There were signs that nerves had begun fraying after days of people working from home, looking after children whose schools are shut and severely scaling back on everyday activities.   

Steve Rubinstein, a small bottle of hand sanitizer dangling from his belt loop, was juggling his two small children as they played in a New York park. Both he and his wife are working from home.   

"It's very challenging, my wife and I both work, we have fulltime jobs," he said. "But it's, yeah, it's nonstop, it's relentless," Rubinstein, 35, added about balancing work demands and keeping their children safe and entertained.   

Trump told a White House news conference on Monday that "America will again and soon be open for business," saying the crisis should not "turn into a long-lasting financial problem."   

Rapidly reopening the economy might backfire, with higher deaths and people remaining fearful of going out, according to investors who remain anxious about the coronavirus’ uncertain trajectory and its economic toll.   

“Markets will react badly because they have learned that this approach doesn’t work,” Axel Merk, chief investment officer of Merk Investments, said. “From a medical point of view, you have to break the exponential growth and you do that with shelter in place policies.” 

Wall Street jumps  

After taking a beating for most days in recent weeks, Wall Street bounced from three-year lows on Tuesday amid signs that Washington was nearing a deal on a $2 trillion package to rescue the economy from coronavirus. All three main U.S. stock indexes jumped more than 5%.   
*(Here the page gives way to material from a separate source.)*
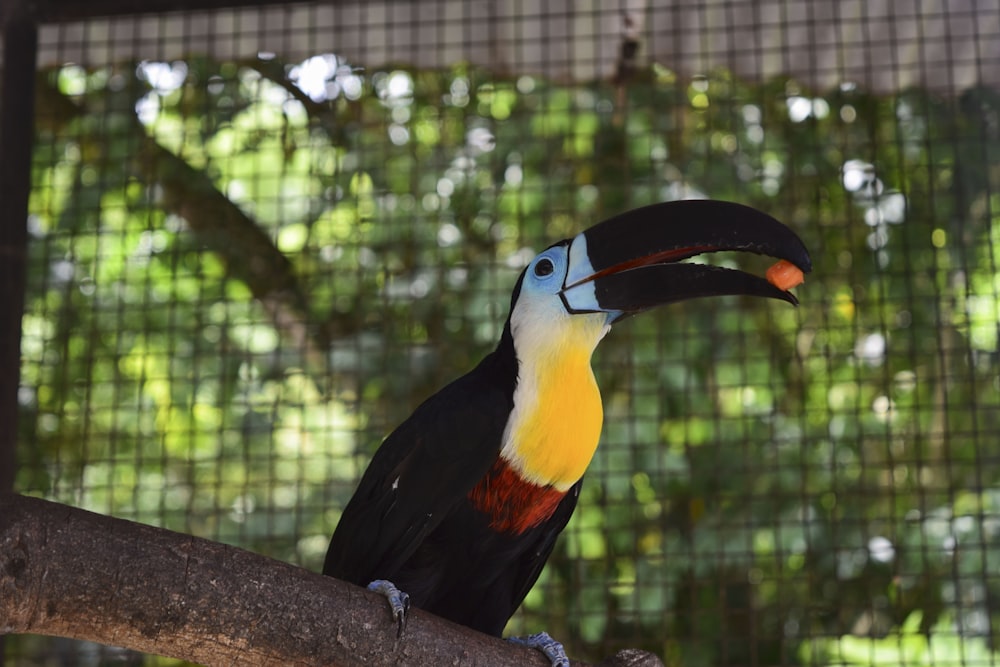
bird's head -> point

Senate Majority Leader Mitch McConnell of Ky. walks to the Senate chamber on Capitol Hill in Washington, March 24, 2020.

Negotiators predicted the U.S. Senate could pass the stimulus bill, which includes financial aid for ordinary Americans, small businesses and critically affected industries, as soon as Tuesday.   
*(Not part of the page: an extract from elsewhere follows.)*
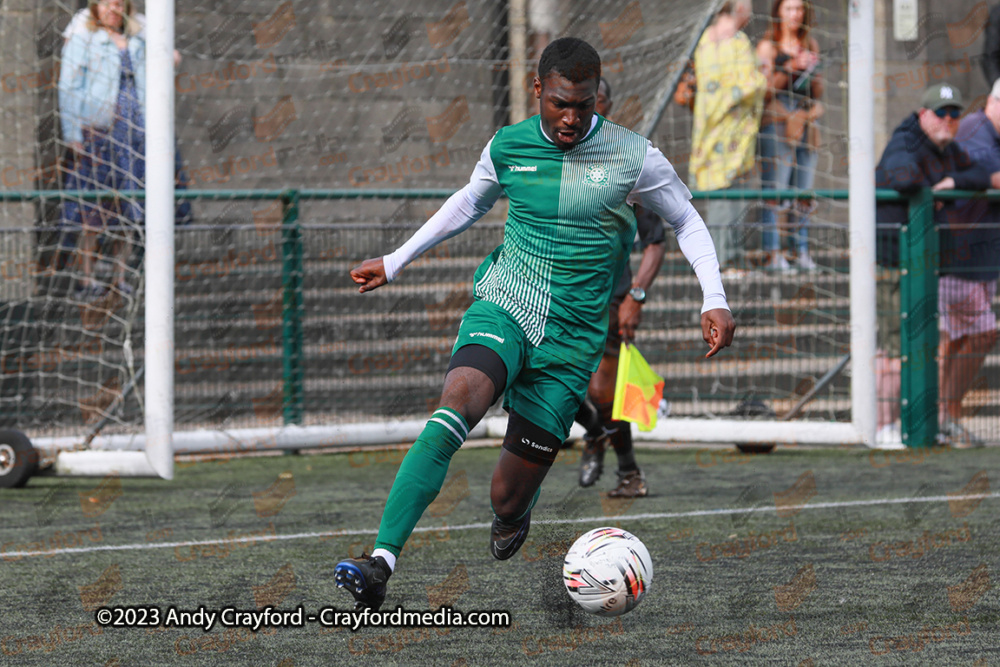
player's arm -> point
(653, 248)
(659, 189)
(457, 214)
After criticism from Cuomo and others that Trump was not wielding special powers to force businesses to make medical equipment likes masks and ventilators, the federal government said on Tuesday it would use the Defense Production Act to procure 60,000 coronavirus test kits.   

Peter Gaynor, the Federal Emergency Management Agency administrator, told CNN the Trump administration had decided to use the act because "there are some test kits we need to get our hands on." It would be the first time the act is being used for the coronavirus crisis.   

For right now, Birx said people in the United States should continue to follow the guidelines of social distancing.   

"What the president is doing is looking for the future ... not looking to change what we're doing now," she said.   

Stephen Moore, an economic commentator said by Trump's aides to be influencing the president, told Reuters on Monday there was a re-examination in the White House of the wisdom of “a full scale … shutdown of the economy.”   

He said there were some who thought that “if we go on too long with the economy shut down, the human toll for that could be greater than the risk of the virus."   

Despite the huge changes to daily life, many Americans still say they are willing to make sacrifices.   

Christine Schindler, 58, a former receptionist, was alone waiting for a bus on Manhattan’s Upper West Side on Tuesday. She said she thought it was dangerous to lift the restrictions too early for the sake of the economy.   

“It’s going to come back up anyway, really, once things hit the bottom,” she said. “This is supposed to be the number one economy in the world.”